Implications for Health Promotion

Economic status, meaningful employment and social support are viewed to be key determinants of health in recent Canadian documents on population health (e.g., National Forum on Health, 1996). These determinants were emphasized in the interviews and observations. Accessibility, supportive environments, coping and public participation - premises of the Canadian health promotion framework (Epp, 1986) - were prevalent issues in these communities. This study of community resilience reinforced the significance of support and of coping at the aggregate level evident in support organizations, community connectedness and communal coping. There was evidence of empowerment - an important ingredient of health promotion - and of the positive impact of health promotion programs on healthy behaviours of residents. The greater importance attached to health determinants (e.g., economy, culture) than to health care services is also noteworthy in light of the directions recommended by the National Forum on Health (1997).

Social ecological models of health promotion consider the interactive effects of the individual and the environment. Health promotion interventions should therefore be multifactorial and target protective factors at all levels - community, provincial and national (Weissberg, Caplan & Harwood, 1991; Winkleby, 1994). 'To achieve resilience, a community must foster its own growth and development and value public participation in decision making while developing and using resources within and outside its limits' (National Forum on Health, p.17). The links between resiliency and health promotion are further explicated in a paper on resiliency and its implications for health promotion (Reid et al., 1995).

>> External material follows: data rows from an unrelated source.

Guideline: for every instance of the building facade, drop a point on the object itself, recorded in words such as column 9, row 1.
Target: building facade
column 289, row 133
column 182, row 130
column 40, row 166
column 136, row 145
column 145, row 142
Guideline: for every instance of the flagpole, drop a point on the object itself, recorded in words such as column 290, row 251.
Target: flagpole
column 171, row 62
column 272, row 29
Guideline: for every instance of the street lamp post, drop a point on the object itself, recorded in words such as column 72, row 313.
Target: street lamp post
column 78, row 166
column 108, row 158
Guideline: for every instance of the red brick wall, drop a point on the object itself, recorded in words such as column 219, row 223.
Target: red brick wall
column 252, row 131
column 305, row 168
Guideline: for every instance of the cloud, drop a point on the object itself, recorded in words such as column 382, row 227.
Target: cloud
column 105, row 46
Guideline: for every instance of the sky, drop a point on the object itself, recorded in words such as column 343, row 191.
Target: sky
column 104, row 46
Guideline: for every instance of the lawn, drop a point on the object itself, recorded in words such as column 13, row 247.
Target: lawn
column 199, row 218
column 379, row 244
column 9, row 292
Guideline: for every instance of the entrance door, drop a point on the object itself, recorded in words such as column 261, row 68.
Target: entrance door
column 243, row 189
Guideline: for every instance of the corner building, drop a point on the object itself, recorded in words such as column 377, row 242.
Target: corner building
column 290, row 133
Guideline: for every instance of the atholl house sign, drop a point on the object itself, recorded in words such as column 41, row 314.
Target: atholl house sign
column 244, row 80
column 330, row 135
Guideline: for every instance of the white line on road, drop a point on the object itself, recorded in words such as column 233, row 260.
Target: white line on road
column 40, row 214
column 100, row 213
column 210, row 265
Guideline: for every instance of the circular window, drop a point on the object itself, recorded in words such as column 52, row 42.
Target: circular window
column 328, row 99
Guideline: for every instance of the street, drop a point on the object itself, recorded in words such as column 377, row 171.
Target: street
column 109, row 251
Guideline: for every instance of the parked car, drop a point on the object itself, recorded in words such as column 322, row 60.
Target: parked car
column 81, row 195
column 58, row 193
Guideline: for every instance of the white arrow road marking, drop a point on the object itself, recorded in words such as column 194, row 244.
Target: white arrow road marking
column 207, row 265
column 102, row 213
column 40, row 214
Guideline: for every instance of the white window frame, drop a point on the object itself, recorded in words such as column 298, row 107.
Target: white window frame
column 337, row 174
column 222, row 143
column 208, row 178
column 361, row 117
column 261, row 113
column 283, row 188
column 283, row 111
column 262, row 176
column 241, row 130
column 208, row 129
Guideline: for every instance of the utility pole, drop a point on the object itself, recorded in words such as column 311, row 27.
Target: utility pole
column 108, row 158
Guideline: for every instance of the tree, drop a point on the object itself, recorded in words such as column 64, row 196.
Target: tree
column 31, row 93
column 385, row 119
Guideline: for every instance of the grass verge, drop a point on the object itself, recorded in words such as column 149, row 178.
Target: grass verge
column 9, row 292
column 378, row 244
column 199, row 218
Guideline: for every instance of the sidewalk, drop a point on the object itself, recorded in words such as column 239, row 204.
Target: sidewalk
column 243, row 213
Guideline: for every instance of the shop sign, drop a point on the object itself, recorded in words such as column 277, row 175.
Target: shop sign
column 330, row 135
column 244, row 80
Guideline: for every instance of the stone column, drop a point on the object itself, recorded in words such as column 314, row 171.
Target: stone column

As protective factors may influence resilient outcomes, it is important to capitalize on community strengths and to enhance social support, voluntarism, communal coping, and community connectedness. Community development initiatives should be supported and community organizations should be encouraged to engage in greater outreach to involve more residents. In conclusion, this study revealed that despite considerable risk in terms of employment and the economy, these communities displayed remarkable resilience and expressed guarded optimism about the future.